Havia um conteúdo profundamente racista
nessa convicção, segundo o qual os nativos americanos, e mesmo os mestiços com
espanhóis, eram incapazes de se autogovernar, dada a sua “inferioridade”
genética frente aos invasores de origem anglo-saxônica, supostamente
escolhidos, nas palavras do exaltado periodista O’Sullivan, pela Divina
Providência. Grécia e Roma, como nos tempos antigos, foram reeditadas por uma
civilização do século 19, em sua presunção de modelar a alteridade conforme
seus valores, costumes e paradigmas de organização social.
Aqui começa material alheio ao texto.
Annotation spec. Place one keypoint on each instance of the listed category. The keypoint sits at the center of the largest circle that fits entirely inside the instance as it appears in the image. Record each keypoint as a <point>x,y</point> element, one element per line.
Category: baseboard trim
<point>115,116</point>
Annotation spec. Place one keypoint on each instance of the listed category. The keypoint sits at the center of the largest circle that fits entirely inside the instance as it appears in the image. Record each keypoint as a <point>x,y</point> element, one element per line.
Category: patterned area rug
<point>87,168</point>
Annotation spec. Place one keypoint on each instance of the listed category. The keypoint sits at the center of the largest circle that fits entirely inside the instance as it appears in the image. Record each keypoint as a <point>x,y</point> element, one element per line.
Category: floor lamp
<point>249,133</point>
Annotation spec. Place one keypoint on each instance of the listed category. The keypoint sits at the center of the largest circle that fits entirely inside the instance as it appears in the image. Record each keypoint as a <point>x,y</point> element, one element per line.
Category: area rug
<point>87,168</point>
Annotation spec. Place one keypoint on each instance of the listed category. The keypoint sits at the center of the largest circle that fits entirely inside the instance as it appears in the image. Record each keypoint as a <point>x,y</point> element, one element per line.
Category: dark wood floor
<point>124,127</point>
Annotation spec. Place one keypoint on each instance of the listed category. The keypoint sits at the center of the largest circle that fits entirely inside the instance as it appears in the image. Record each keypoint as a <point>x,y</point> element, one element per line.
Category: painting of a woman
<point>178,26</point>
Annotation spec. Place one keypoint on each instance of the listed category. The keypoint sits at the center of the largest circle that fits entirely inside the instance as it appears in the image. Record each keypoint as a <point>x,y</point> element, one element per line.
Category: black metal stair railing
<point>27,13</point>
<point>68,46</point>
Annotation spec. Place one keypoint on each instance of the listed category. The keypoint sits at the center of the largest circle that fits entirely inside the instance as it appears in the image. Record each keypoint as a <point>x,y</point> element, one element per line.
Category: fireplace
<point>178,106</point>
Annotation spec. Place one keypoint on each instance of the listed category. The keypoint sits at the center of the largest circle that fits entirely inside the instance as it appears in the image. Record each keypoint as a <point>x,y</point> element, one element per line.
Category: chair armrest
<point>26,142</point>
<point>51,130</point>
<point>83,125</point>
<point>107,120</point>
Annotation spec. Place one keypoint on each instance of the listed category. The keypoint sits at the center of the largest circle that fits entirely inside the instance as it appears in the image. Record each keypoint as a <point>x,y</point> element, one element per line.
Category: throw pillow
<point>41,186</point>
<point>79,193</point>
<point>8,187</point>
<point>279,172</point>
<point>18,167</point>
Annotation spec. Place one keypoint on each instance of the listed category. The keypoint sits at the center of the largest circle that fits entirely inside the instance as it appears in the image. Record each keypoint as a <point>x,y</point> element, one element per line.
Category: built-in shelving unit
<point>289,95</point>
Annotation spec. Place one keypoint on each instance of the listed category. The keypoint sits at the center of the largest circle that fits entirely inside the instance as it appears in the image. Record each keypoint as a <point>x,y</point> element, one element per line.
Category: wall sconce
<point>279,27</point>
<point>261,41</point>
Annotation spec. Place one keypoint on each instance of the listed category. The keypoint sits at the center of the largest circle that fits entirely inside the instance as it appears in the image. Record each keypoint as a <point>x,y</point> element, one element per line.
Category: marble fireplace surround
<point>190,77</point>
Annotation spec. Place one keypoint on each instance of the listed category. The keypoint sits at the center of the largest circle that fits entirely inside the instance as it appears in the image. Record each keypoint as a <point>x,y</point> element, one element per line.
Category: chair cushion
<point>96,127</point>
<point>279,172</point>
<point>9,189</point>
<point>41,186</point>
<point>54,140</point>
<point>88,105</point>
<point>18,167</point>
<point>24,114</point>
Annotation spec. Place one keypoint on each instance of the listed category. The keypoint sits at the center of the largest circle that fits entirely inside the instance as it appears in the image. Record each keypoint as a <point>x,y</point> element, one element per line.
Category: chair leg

Em “Meridiano de Sangue”,
essa ambição, com todas os seus preconceitos, é expressa por um certo capitão
White, no capítulo 3. A História é um personagem central do romance.

Considerando os mexicanos, eis o que diz o
chefe militar da primeira expedição — uma espécie de Salvador — na qual Kid se
integra: “Estamos em presença de um povo manifestamente incapaz de si governar
a si próprio. E sabe o que acontece aos povos que não conseguem governar a si
próprios? Nem mais. Vêm povos de fora governá-los”. Ou ainda: “Nós seremos os
instrumentos de libertação numa terra sombria e turbulenta”. Um importante
historiador equatoriano, Jorge Nuñez Sanchez, chamou essa postura de “negativo
ideológico” da consciência social norte-americana.

Mas quem seriam os bárbaros, nessa
tragédia de feições épicas? Aqui a coisa se complica, já que nenhuma versão
fica de fora, ainda que nos simpatizemos com a última. Para White e seus
comandados, são os mexicanos. Para a expedição punitiva liderada por Glanton,
em seguida, são os aborígenes. E para o narrador (McCarthy?) é o homem branco,
vindo das ilhas britânicas em direção à Nova Inglaterra, deixando atrás de si,
sempre a caminho do Ocidente, uma impressionante trilha de sangue.

Os horrores que essas disputas
territoriais causaram desafiam a linguagem, mas McCarthy não se intimidou. Por
mais sádico que pareça, de sua parte, “Meridiano de Sangue” é uma tentativa de
imprimir na memória comum algo que não pode jamais ser esquecido: a maldade
humana. E como esquecer quando a arte é tão precisa?

Da História ao coração do homem

A violência contra animais e pessoas é uma
regra do livro. Exemplos (e todos são extremos): a matança das mulas num
despenhadeiro, o descarnamento de milhares de bisões nas pradarias do Texas, a
degola de Jackson Branco por Jacson Negro, e por aí vai, a cada dez páginas ou
menos. Não é um livro para pessoas delicadas.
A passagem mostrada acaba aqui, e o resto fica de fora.